For a son or daughter:

Have I been obedient to my parents, shown them respect, and helped them in their spiritual and temporal needs?

For a parent:

Am I careful to give my children a Christian upbringing, help them by good example, and exercise my authority with fairness and love? Have I been faithful to my spouse in my heart and in my dealings with others? Have I been faithful to the moral law in my marital relations?

Rite of Penance

Reception of the Penitent

The priest and penitent may say together:

In the name of the Father, and of the Son, and of the Holy Spirit. Amen.

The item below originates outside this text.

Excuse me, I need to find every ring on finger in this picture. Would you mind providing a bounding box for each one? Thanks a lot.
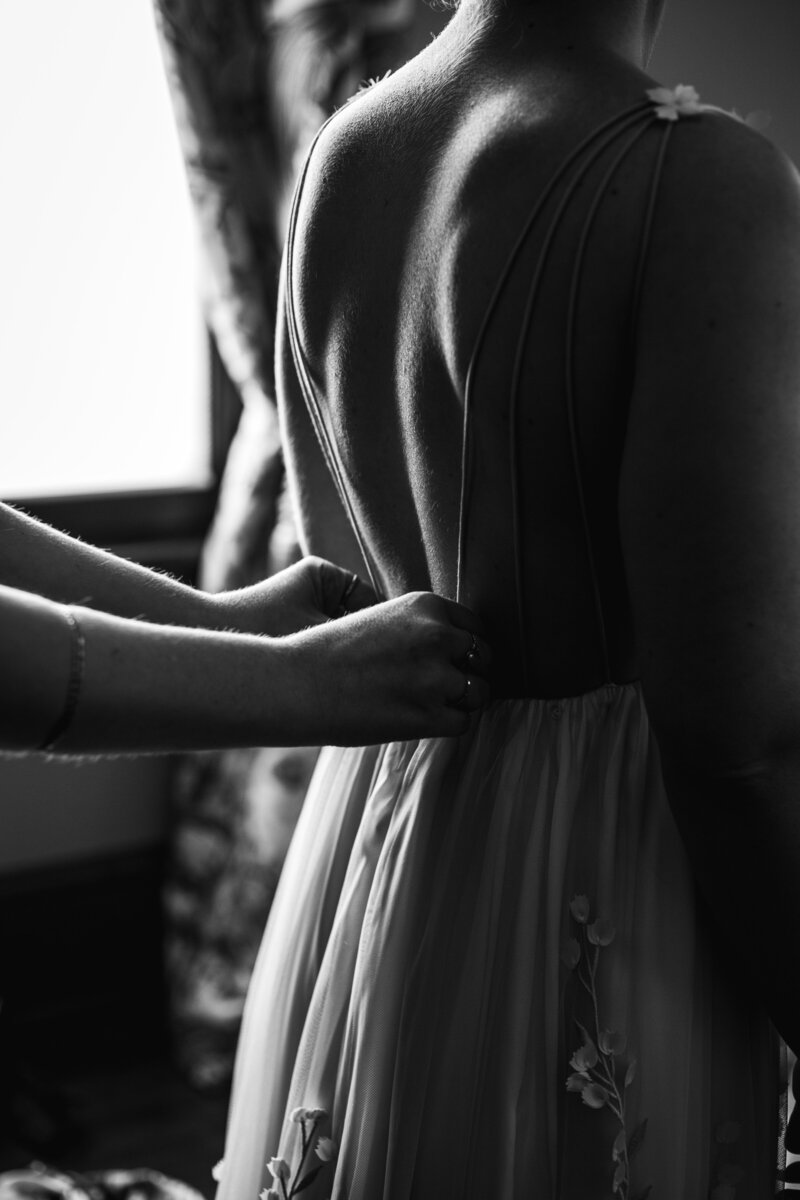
[450,676,473,712]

The priest invites the penitent to trust in God, in these or similar words:

V/  May God, who has enlightened every heart, help you to know your sins and trust in his mercy.

The penitent answers:

R/ Amen.

The penitent confesses his sins. The priest may give him counsel and assigns a penance. The penitent expresses his sorrow, using the following or a similar text:

Prayer of the Penitent

R/ Lord Jesus Christ, true God and man, my Creator and Redeemer, I love you above all else, and I am sorry with all my heart for the wrong I have done and the good I have failed to do. By sinning, I have offended you, the supreme good, worthy of being loved above all else. To make up for my sins, I offer my life, all I do and all I suffer. I firmly intend, with your help, to do penance, to sin no more, and to avoid whatever leads me to sin. Lord, by the merits of your passion and death, take pity on me and give me the grace never to offend you again. Amen.


The priest says:

V/ God, the Father of mercies, through the death and resurrection of his Son has reconciled the world to himself and sent the Holy Spirit among us for the forgiveness of sins; through the ministry of the Church may God give you pardon and peace, and I absolve you from your sins in the name of the Father, and of the Son, and of the Holy Spirit.

The penitent answers:

R/ Amen.

Proclamation of Praise of God and Dismissal

The priest may continue:

V/ Give thanks to the Lord, for he is good.

The penitent then concludes:

R/ His mercy endures forever.

Then the priest may dismiss the penitent who has been reconciled, saying these or similar words:

V/ Go in peace, and proclaim to the world the wonderful works of God who has brought you salvation.


V/ The Lord has freed you from your sins. Go in peace.